Jan Michiels, a professor of microbiology at the University of Leuven-VIB in Belgium, says the study used "an elegant model system" to probe the underlying mechanisms of persistence. Michiels, who was not involved in the research, said it represents "a landmark discovery providing new fundamental insights into how persister cells avoid death."
Ofloxacin and other similar antibiotics are included on the World Health Organization's Model List of Essential Medicines, a catalog of the most important drugs for meeting health care needs. Curbing bacterial persistence could be a promising route to making these therapies more effective against urinary tract infections, staph infections and other bacterial diseases.

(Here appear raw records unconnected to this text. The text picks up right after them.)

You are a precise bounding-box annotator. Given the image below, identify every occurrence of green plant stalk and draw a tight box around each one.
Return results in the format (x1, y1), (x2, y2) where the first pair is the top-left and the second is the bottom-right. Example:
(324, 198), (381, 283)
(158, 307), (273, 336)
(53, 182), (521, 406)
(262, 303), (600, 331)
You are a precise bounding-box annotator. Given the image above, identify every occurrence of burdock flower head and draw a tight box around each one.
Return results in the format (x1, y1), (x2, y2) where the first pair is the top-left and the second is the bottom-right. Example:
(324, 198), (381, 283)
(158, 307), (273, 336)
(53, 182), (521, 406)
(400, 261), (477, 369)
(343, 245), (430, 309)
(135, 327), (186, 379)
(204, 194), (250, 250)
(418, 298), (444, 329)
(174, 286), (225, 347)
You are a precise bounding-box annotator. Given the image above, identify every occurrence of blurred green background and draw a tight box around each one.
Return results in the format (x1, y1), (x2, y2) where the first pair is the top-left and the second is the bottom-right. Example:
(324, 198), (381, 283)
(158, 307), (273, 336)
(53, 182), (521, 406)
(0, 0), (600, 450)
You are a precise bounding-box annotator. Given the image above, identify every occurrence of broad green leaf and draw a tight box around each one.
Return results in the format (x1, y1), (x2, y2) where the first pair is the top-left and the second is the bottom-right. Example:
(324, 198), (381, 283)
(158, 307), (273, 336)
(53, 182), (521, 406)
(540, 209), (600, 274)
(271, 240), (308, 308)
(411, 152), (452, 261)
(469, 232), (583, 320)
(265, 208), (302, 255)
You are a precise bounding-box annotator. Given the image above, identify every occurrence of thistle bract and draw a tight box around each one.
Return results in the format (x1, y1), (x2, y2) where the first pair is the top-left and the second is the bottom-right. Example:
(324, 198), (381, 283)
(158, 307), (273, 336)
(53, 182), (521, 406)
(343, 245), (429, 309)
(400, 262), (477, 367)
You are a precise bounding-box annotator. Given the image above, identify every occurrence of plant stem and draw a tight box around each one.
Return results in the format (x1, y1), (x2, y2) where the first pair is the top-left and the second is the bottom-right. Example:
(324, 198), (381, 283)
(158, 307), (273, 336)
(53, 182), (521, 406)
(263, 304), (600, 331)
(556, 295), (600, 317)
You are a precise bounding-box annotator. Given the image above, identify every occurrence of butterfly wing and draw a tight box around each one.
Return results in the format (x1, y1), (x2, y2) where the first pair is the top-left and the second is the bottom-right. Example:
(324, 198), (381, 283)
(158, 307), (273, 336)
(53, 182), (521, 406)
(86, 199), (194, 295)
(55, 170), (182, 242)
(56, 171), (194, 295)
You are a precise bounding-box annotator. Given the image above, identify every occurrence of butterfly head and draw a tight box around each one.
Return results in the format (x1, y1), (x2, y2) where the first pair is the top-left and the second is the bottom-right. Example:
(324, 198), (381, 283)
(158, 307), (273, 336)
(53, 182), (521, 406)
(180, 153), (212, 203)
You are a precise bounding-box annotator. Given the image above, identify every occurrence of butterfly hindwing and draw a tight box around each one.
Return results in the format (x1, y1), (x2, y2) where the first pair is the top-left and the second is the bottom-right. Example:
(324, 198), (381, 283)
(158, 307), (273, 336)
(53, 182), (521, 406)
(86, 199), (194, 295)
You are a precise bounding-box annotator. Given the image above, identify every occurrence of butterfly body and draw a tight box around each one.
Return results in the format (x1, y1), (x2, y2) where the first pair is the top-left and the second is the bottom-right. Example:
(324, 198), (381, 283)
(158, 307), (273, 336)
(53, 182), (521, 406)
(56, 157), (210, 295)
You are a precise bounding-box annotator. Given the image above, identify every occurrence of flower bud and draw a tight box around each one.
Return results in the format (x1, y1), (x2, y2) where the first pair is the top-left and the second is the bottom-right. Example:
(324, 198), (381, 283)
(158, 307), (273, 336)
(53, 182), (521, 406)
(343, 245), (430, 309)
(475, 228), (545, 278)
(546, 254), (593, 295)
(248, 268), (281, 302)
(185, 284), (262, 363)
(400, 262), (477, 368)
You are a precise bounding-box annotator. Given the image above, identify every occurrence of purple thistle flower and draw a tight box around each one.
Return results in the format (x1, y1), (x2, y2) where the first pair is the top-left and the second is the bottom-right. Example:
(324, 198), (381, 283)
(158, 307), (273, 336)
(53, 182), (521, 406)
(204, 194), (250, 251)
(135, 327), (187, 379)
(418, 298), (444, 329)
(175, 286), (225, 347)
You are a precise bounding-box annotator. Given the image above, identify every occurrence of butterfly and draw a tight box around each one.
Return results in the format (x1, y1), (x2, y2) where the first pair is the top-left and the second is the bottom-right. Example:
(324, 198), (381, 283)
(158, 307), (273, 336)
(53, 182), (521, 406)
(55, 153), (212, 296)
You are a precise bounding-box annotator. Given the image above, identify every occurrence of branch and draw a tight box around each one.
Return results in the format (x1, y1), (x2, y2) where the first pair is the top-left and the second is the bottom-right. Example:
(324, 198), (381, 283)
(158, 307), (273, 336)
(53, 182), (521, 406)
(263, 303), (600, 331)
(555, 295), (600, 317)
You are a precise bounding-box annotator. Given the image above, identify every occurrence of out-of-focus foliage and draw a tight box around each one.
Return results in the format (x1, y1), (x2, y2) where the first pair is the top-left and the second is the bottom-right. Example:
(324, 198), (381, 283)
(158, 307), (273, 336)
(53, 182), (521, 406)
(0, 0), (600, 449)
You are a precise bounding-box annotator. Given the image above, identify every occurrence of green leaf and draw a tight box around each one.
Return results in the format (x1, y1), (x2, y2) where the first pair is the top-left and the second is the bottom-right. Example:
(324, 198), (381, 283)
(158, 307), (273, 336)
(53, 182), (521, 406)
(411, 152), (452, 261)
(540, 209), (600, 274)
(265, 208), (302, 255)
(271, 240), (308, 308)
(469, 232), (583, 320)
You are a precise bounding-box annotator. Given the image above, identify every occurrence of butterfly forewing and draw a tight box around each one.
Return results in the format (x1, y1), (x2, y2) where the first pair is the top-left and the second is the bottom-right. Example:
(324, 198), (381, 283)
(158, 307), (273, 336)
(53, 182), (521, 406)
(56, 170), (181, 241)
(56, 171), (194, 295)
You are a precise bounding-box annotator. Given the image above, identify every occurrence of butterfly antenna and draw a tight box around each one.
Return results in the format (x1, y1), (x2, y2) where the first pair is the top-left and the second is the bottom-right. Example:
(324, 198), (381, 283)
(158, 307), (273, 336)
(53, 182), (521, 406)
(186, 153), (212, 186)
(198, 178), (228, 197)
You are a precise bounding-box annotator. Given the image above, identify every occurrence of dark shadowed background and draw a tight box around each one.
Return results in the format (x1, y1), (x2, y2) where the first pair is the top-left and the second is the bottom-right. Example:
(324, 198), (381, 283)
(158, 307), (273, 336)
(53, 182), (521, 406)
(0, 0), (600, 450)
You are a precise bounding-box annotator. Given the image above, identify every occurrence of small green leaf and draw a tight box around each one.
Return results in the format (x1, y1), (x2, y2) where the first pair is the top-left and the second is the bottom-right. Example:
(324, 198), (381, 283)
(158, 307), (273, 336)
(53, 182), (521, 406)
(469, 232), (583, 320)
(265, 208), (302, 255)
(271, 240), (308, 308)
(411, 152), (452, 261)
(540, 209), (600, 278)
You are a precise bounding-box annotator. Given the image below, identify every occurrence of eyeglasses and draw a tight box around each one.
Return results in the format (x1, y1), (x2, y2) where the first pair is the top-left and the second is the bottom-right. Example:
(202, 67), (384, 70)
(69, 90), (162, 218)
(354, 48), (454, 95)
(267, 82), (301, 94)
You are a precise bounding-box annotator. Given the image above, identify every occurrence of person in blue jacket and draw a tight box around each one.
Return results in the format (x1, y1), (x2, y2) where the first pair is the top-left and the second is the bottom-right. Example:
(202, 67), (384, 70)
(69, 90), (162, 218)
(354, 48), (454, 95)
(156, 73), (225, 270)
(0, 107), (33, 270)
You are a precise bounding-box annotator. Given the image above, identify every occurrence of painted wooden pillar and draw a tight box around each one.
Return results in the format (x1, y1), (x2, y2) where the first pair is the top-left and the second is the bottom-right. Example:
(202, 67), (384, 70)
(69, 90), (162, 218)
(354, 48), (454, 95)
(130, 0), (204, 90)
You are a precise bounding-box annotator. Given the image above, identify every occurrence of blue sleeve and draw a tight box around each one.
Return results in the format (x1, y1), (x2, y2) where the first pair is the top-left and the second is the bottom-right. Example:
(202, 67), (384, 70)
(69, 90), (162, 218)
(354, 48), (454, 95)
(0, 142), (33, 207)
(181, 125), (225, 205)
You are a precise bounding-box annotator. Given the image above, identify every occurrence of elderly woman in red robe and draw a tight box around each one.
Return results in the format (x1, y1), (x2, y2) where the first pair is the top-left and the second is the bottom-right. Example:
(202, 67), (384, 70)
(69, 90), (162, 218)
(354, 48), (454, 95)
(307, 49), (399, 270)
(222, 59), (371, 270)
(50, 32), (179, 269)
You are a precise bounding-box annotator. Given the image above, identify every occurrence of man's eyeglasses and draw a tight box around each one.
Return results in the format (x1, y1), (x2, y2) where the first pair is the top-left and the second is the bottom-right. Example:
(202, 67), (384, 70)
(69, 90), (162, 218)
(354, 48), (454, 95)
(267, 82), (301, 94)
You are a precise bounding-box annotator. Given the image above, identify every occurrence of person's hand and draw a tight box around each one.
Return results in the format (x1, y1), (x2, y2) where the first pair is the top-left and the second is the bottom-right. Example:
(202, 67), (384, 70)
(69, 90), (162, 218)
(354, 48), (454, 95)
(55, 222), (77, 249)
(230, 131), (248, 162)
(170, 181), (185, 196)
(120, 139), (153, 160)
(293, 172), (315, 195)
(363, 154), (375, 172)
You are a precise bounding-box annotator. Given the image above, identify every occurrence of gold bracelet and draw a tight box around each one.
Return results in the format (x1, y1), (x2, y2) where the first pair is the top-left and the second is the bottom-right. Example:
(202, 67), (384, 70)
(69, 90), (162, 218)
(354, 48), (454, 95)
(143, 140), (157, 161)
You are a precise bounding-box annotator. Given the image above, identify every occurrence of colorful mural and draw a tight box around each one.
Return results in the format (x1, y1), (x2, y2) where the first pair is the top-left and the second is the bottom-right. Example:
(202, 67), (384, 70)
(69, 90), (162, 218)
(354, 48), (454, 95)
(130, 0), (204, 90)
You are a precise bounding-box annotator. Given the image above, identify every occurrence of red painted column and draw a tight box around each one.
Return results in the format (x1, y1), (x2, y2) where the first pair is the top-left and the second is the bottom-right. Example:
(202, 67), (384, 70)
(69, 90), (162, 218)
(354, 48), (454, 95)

"Nutrient starvation is a stress that bacteria can routinely encounter at an infection site," said Mok. "Our results suggest that in the period after antibiotic treatment we can consider looking at targeting some of these DNA repair processes, and see whether that can improve treatment outcome." 
One counterintuitive approach might be to speed up bacterial growth following antibiotic treatment, thereby dooming the cells to outpace their repair mechanisms and die. However, the researchers added that other approaches would likely be better than fostering the growth of a pathogen in a patient.
Brynildsen's group and others are interested in finding potential drug compounds that may interfere with bacterial DNA repair, as well as examining the relationship between antibiotic tolerance and genetic resistance.